Background from PCI DSS

The standard intentionally draws a distinction here between employees and vendors/business partners, creating different requirements for each category of remote access user.  The idea is that you would normally allow system administrators and other employees who need ad hoc access to cardholder systems to connect on an as needed basis.  Allowing this same unrestricted access privilege to vendors and business partners exposes your network to an unacceptable level of vulnerability (at least in the eyes of PCI DSS).

Implementing Requirement 12.3.9

We’ve seen two main ways that organizations meet this requirement.  The first is fairly straightforward – enabling and disabling accounts for only those periods of time that the third party requires access to your network.  The standard doesn’t specify the length of the time window you can open access, but the phrase “immediate deactivation after use” makes it clear that you should be allowing access on a connection-by-connection basis.

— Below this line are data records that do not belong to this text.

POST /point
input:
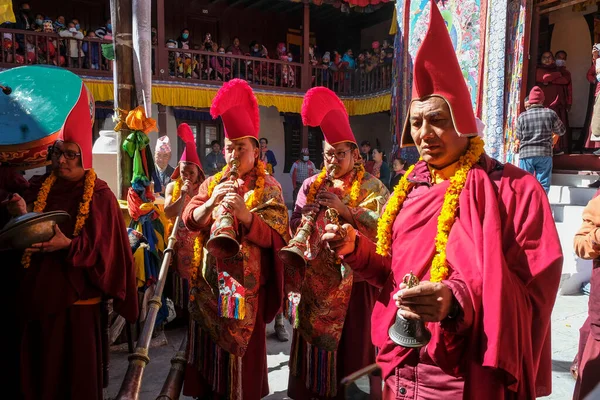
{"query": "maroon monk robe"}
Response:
(588, 355)
(11, 181)
(354, 350)
(270, 298)
(61, 344)
(505, 264)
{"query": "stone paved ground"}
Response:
(568, 315)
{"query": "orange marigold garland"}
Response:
(84, 207)
(439, 266)
(251, 202)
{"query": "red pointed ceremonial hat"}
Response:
(190, 154)
(321, 107)
(437, 73)
(78, 126)
(236, 104)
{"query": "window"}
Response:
(292, 125)
(204, 133)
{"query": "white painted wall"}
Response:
(371, 127)
(571, 34)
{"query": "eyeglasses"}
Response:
(340, 155)
(69, 154)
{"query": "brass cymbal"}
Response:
(23, 231)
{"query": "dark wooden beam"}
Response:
(259, 3)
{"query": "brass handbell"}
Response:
(409, 332)
(223, 241)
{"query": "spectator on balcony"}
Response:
(398, 166)
(379, 168)
(235, 48)
(105, 32)
(73, 38)
(215, 160)
(348, 58)
(25, 20)
(389, 52)
(38, 25)
(365, 151)
(301, 170)
(361, 62)
(220, 65)
(75, 21)
(313, 60)
(185, 61)
(172, 44)
(267, 156)
(91, 50)
(59, 24)
(208, 42)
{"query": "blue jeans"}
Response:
(540, 167)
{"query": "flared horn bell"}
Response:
(409, 332)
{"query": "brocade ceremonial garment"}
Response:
(227, 345)
(60, 295)
(331, 335)
(505, 262)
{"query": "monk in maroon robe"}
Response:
(556, 83)
(67, 277)
(489, 312)
(233, 298)
(11, 181)
(588, 356)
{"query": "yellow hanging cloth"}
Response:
(6, 11)
(394, 27)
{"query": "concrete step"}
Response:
(582, 179)
(570, 195)
(568, 214)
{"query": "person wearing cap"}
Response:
(332, 332)
(535, 130)
(480, 237)
(214, 161)
(227, 351)
(65, 278)
(556, 84)
(163, 171)
(186, 180)
(365, 151)
(301, 170)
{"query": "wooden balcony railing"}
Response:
(84, 57)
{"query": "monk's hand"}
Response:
(219, 193)
(58, 242)
(341, 244)
(310, 208)
(15, 205)
(236, 205)
(428, 301)
(187, 187)
(331, 200)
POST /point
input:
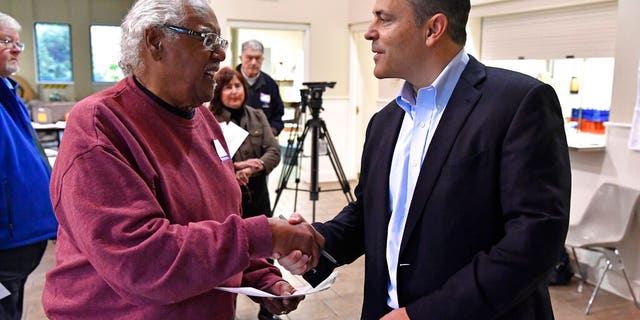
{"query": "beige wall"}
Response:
(360, 11)
(617, 163)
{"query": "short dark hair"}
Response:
(223, 77)
(457, 11)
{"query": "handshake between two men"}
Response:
(296, 244)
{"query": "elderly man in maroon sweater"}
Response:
(145, 192)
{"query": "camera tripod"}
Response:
(311, 98)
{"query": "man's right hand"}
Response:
(299, 242)
(297, 262)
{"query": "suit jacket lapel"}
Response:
(462, 101)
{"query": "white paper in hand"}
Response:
(234, 135)
(303, 291)
(3, 292)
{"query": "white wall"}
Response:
(617, 163)
(329, 34)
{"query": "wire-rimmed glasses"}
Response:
(211, 41)
(11, 44)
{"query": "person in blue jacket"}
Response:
(27, 220)
(264, 93)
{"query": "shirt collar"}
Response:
(8, 83)
(443, 85)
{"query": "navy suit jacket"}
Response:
(490, 210)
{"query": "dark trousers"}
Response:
(15, 265)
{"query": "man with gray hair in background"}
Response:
(26, 216)
(264, 93)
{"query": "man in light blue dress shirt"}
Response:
(463, 198)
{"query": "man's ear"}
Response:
(153, 42)
(435, 28)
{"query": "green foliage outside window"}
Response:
(53, 52)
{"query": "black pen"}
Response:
(322, 252)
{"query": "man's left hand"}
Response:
(281, 305)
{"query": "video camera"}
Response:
(312, 95)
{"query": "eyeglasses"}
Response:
(10, 44)
(211, 41)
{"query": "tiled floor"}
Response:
(344, 299)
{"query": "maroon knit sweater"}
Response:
(149, 215)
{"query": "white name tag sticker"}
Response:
(265, 98)
(3, 291)
(220, 150)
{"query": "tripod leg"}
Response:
(289, 162)
(335, 162)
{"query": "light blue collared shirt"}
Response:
(422, 115)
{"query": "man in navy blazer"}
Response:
(463, 198)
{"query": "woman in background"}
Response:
(259, 153)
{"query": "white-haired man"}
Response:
(145, 191)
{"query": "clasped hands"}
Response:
(245, 169)
(296, 244)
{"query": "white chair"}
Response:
(603, 227)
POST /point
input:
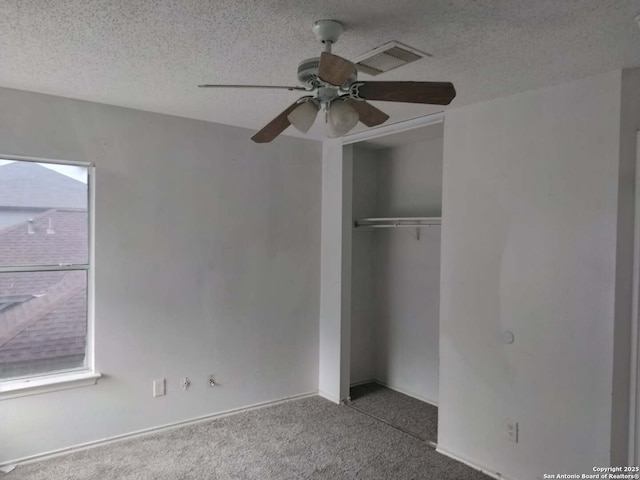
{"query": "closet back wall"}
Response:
(395, 296)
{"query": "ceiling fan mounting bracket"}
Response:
(354, 91)
(327, 31)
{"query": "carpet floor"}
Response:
(404, 412)
(309, 438)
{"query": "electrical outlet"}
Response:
(512, 431)
(159, 387)
(185, 383)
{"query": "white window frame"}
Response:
(87, 375)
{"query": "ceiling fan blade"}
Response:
(334, 69)
(369, 115)
(435, 93)
(280, 87)
(275, 127)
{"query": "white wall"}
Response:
(207, 261)
(530, 198)
(335, 280)
(395, 276)
(629, 126)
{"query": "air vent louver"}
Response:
(387, 57)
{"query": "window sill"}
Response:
(45, 384)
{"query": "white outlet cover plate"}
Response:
(159, 387)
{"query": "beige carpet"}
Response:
(406, 413)
(309, 438)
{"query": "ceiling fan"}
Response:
(332, 85)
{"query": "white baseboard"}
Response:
(148, 431)
(473, 464)
(363, 382)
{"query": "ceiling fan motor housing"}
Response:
(308, 74)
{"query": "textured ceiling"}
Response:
(151, 55)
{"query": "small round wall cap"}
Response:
(507, 337)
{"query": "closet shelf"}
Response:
(396, 222)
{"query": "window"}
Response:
(45, 273)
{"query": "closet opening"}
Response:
(395, 278)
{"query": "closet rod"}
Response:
(413, 222)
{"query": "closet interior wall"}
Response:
(395, 276)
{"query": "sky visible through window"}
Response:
(77, 173)
(44, 255)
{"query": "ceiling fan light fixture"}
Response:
(303, 117)
(342, 118)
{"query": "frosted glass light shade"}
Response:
(303, 117)
(342, 118)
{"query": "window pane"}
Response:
(43, 322)
(43, 214)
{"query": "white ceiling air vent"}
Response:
(387, 57)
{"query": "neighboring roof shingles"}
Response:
(29, 185)
(53, 323)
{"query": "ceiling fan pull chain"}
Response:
(354, 91)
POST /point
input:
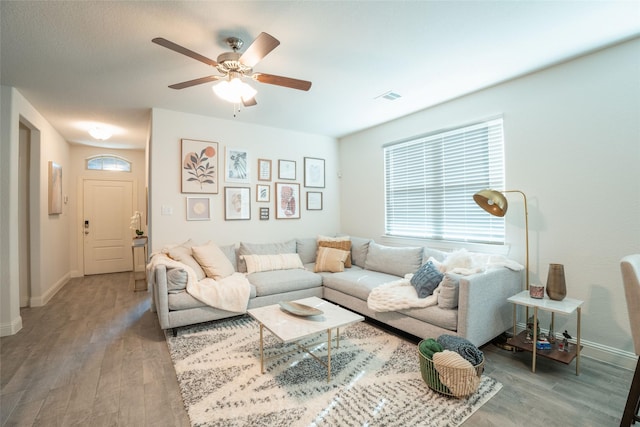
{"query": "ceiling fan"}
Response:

The second, more creative approach, is to make innovative use of two-factor authentication, as one organization did.  This group uses keyfob-based authentication for two-factor control.  Normally, keyfobs are issued to individual employees, who may then use them to access the network when needed.  In the case of vendors and business partners, the keyfobs are instead kept at the 24-hour NOC.  Here’s how that works:

  1. Vendors who need access must call the NOC and authenticate using a verbal protocol.
  2. The NOC consults vendor-specific instructions to determine whether additional approval is required.
  3. If additional steps, such as contacting the employee who maintains the vendor relationship, are required by the vendor-specific instructions, the NOC staffer who receives the calls follows those steps.
  4. The NOC operator accesses the keyfob for the vendor’s account and provides the vendor with the code on the fob.
  5. The vendor accesses the network using that one-time password.

The beauty of this approach is that access is automatically deprovisioned as soon as the vendor connects.  The one-time password from the keyfob is no longer valid and the requirement is met!

No matter what approach you choose, remember to implement an audit trail!  QSAs will be looking for evidence that you’re following the process that you’ve designed.  This can be as simple as a paper log in the NOC where you record vendor access requests.

What If That’s Not Feasible?

Cases can arise where 24/7 access by a vendor or business partner is required to meet your business requirements.  If that’s true in your environment, the answer is to identify a compensating control and have it approved by your acquiring bank.  Some examples of compensating controls that you may wish to consider include:

  • Background screening of vendor/partner employees identical to that used for your own employees
  • Real-time notification to administrators when vendor/partner accounts are used.
  • Placing the vendor/partner in a network subnet that strictly limits their access.

When you design your controls, it’s helpful to remember the intent of the rule: providing an added safeguard for accounts that have an inherently higher risk.  If you design with this principle in mind, you’ll be on a great path!